A teenager who started two blazes at a Keighley children's home and robbed a boy has won the right to a reduced sentence.

The "difficult and disruptive" youth, then aged 15, was ordered to be detained indefinitely in youth custody when he appeared at Bradford Crown Court last November.

But the Court of Appeal yesterday reviewed the sentence saying he should spend six years in custody instead.

The Recorder of Liverpool, Judge David Clarke, said that the remarks made by the sentencing judge showed he was troubled by the course of action he felt he had to take.

But the appeal judge, sitting in London with Lord Justice Bantell and Mr Justice Gray, said Judge Hall had proceeded to sentence without the benefit of full and up-to-date psychiatric reports on the teenager.

Judge Clarke said recent reports indicated that, although there was much work to be done, the signs were hopeful. There was insufficient material to justify the imposition of an indeterminate sentence.

The teenager, who cannot be named for legal reasons, set light to Ingrow House children's home in Keighley and robbed a boy aged 11 who he had first frog-marched into woodland, stripped and beaten.

The attack was serious and humiliating and the fires at the homes were dangerous, said the appeal judge.

But he agreed with the defence claim that Judge Hall, without the assistance of full medical reports, had substituted his own view that the teenager represented a real danger to the public.

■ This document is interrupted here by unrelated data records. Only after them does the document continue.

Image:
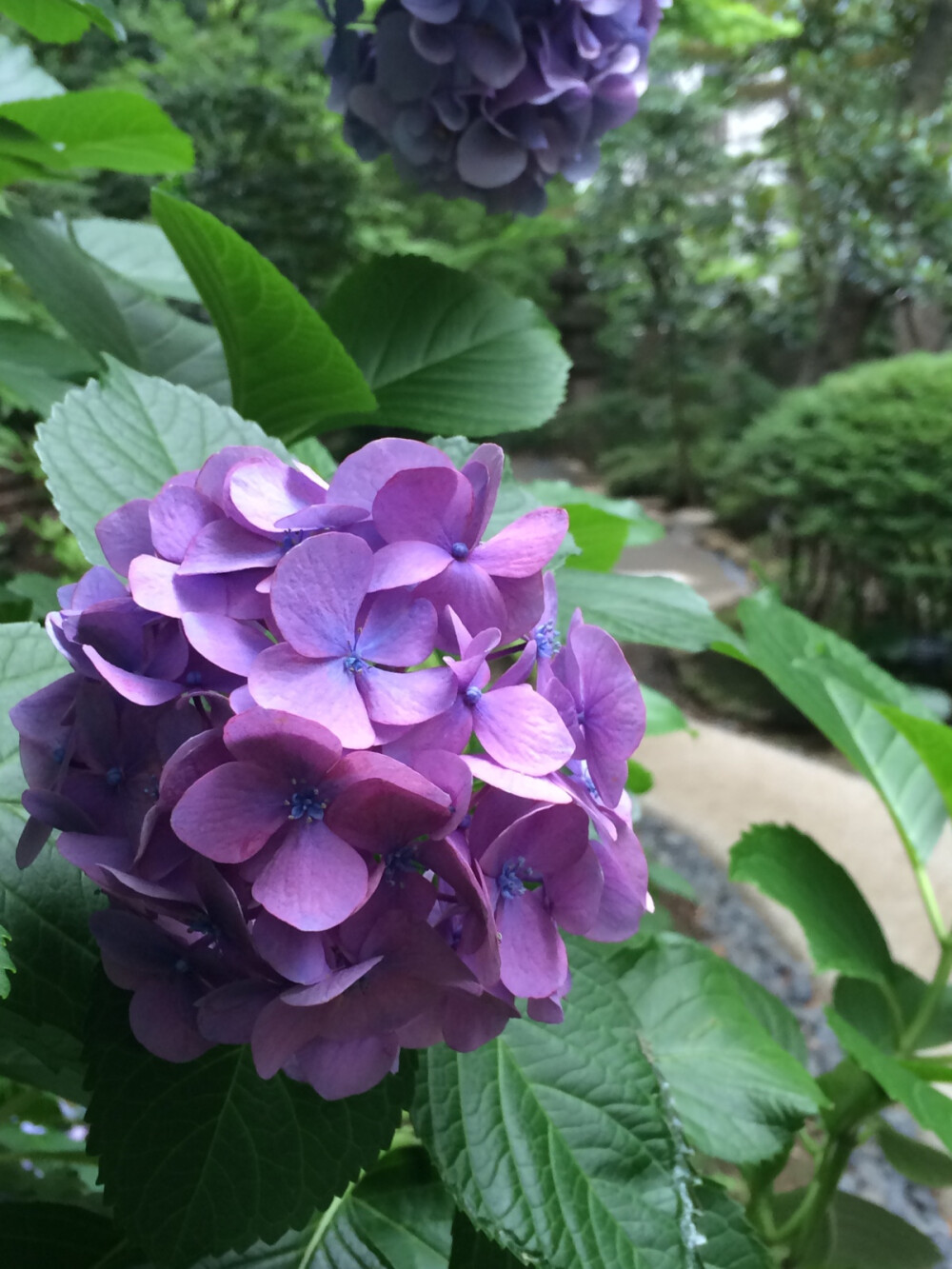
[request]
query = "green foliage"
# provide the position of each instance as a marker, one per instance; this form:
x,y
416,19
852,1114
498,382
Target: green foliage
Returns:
x,y
124,439
640,609
929,1107
208,1158
61,20
506,1132
662,713
914,1159
398,1218
852,477
838,689
446,353
7,964
288,369
860,1235
103,129
792,869
701,1032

Bradford Crown Court heard last November that the fire at the home in May was the third in the space of two months at the home. There was also a blaze at the garage.

It was the youth's first time before a court and his lawyer, Kirsty Watson, said that to impose an indeterminate sentence took away from him any hope of being released.

A second teenager aged 17, who also lived at the home, was sentenced to three and a half years in a young offenders institution after he admitted being involved in the arson attack on the garage and also setting fire to his room just 13 days before the youth.